Ceux-ci dénoncent également les effets pervers de la loi contre les exclusions, quand les moyens ne suivent pas. Ce texte, en accentuant l'aspect « millefeuille » des dispositifs, « augmente l'incompréhension des usagers », explique la CFDT Interco. En outre, relayée par les médias, la loi fait état « de droit au logement et de droit au travail, alors même que, sur le terrain, nous n'avons pas d'outil supplémentaire pour répondre aux revendications ainsi créées. Cela laisse à penser que ces droits constituent des “droits créances” des plus démunis envers l'Etat. »
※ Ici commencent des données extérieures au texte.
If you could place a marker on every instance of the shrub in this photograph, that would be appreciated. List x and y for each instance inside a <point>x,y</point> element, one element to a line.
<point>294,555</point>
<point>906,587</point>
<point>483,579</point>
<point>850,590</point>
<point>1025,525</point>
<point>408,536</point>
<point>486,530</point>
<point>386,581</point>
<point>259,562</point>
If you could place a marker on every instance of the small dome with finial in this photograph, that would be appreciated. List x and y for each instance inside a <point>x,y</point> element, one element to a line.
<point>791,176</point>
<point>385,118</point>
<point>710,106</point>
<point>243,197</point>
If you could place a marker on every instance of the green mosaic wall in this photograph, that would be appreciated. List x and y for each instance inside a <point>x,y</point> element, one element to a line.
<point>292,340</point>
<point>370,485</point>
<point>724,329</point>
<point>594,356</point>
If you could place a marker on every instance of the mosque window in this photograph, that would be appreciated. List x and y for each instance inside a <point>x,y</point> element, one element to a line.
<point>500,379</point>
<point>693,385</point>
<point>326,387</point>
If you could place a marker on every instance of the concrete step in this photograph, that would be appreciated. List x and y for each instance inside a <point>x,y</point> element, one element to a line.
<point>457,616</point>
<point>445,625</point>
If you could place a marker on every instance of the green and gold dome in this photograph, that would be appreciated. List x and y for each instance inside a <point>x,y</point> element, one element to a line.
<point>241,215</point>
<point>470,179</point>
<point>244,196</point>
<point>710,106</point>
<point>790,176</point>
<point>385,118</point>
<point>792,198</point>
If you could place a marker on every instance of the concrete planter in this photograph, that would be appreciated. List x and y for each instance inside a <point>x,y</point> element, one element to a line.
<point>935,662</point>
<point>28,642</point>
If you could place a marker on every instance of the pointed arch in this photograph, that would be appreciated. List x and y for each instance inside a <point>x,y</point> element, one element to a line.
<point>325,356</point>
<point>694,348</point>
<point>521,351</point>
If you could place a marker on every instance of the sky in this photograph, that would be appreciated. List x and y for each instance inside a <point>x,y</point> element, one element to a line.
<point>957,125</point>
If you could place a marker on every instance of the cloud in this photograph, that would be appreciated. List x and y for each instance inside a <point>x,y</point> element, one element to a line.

La CFDT Interco réclame à la ministre de l'Emploi et de la Solidarité une série de mesures immédiates visant à rendre plus efficace la protection, notamment via une coordination plus étroite entre les services sociaux et les forces de sécurité, au niveau local. Plus en amont, elle demande une simplification - pour une meilleure lisibilité - des mesures d'aides, ainsi que la mise en place de concertations nationale et locales « pour répertorier ces agressions et y réfléchir ». Certes, il existe déjà des débuts de réponses, commente Yves Ramelet, notamment les réflexions du Conseil supérieur du travail social au niveau national (2), et la mise à la disposition des professionnels agressés d'un psychologue et d'un avocat, par le conseil général du Jura. Mais c'est surtout, selon lui, « en termes de coordination et de communication des différents acteurs, sur le sujet de la violence, qu'il faut réfléchir. En particulier entre les services de santé mentale, les centres d'hébergements et les guichets sociaux
- CCAS, CAF et services de tutelle. »
(1) CFDT Interco du Jura : BP 26 - 76, rue Saint- Désiré - 39001 Lons-le-Saunier - Tél. 03 84 24 10 50.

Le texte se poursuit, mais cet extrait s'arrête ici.